The Claimant’s solicitors objected to the Defendant being permitted to rely on the headteacher’s Supplemental Witness Statement. We made an Application to the Court and outlined how the Claimant’s father’s Witness Statement contained evidence which was based on allegations that had not been pleaded in the Particulars of Claim or previously expressed in correspondence on the Claimant’s behalf. Specifically, he sought to advance a case that medical documentation had been provided to the school prior to the Claimant’s accident and the Defendant should be given the opportunity to respond to such an allegation.

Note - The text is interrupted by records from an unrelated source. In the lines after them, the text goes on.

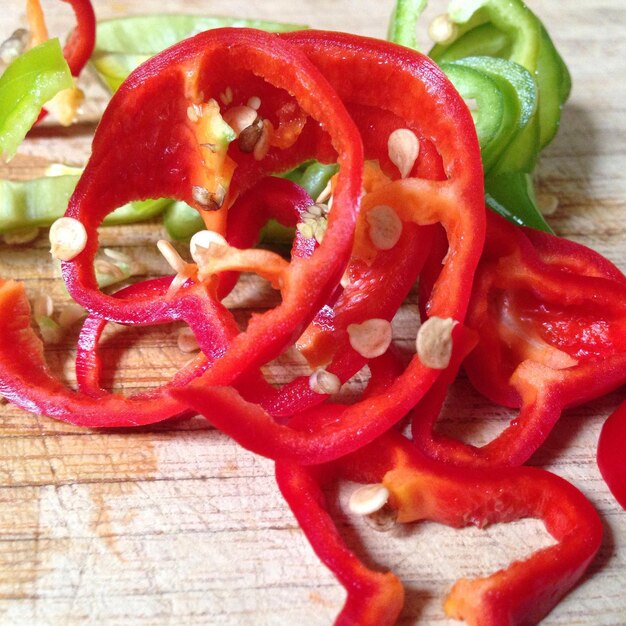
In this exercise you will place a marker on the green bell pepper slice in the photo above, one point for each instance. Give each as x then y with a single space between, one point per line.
512 195
403 21
122 44
509 29
520 151
30 81
38 202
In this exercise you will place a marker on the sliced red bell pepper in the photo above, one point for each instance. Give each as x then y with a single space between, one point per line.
437 112
26 380
423 489
551 316
157 154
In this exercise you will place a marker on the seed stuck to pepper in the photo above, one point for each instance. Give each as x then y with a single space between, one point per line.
174 260
249 137
208 200
403 147
385 227
194 112
368 499
202 241
240 117
254 102
370 338
314 222
324 382
434 342
68 238
442 29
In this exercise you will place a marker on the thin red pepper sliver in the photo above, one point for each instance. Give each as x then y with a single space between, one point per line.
611 453
81 42
423 489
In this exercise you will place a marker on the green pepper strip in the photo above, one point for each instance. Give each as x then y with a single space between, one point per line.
39 202
509 29
26 85
514 124
402 23
123 44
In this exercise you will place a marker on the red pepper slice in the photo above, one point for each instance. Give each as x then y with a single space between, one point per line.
551 317
26 380
439 114
423 489
156 154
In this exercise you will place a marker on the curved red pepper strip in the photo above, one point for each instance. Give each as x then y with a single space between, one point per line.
89 363
157 155
440 114
611 453
82 40
423 489
270 198
551 316
26 380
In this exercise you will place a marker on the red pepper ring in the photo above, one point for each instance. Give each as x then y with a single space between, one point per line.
423 489
156 155
26 380
353 65
551 337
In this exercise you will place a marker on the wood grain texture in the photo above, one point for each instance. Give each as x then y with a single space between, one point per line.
176 524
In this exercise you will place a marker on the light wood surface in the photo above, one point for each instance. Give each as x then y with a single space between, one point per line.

Although the Claimant had alleged the Local Authority were aware of the Claimant’s mobility issues, that allegation referred to previous accidents and not the provision of any medical documentation.

 

Shortly after making the Application, the Claimant served a Notice of Discontinuance, approximately one month before the Trial listed for 14 May 2020.

Comment

Although this was a Fast Track claim, there were a number of issues to consider from a liability perspective and evidence to adduce in Witness Statements. The headteacher felt strongly about the claim and her Supplemental Witness Statement cast doubt upon large sections of the Claimant’s father’s evidence. We did not want the headteacher’s evidence to be confined to her original Witness Statement and although we do not know the reasons behind the discontinuance, we anticipate the Application forced the Claimant’s hand, resulting in an excellent outcome for the headteacher, the school and the Local Authority.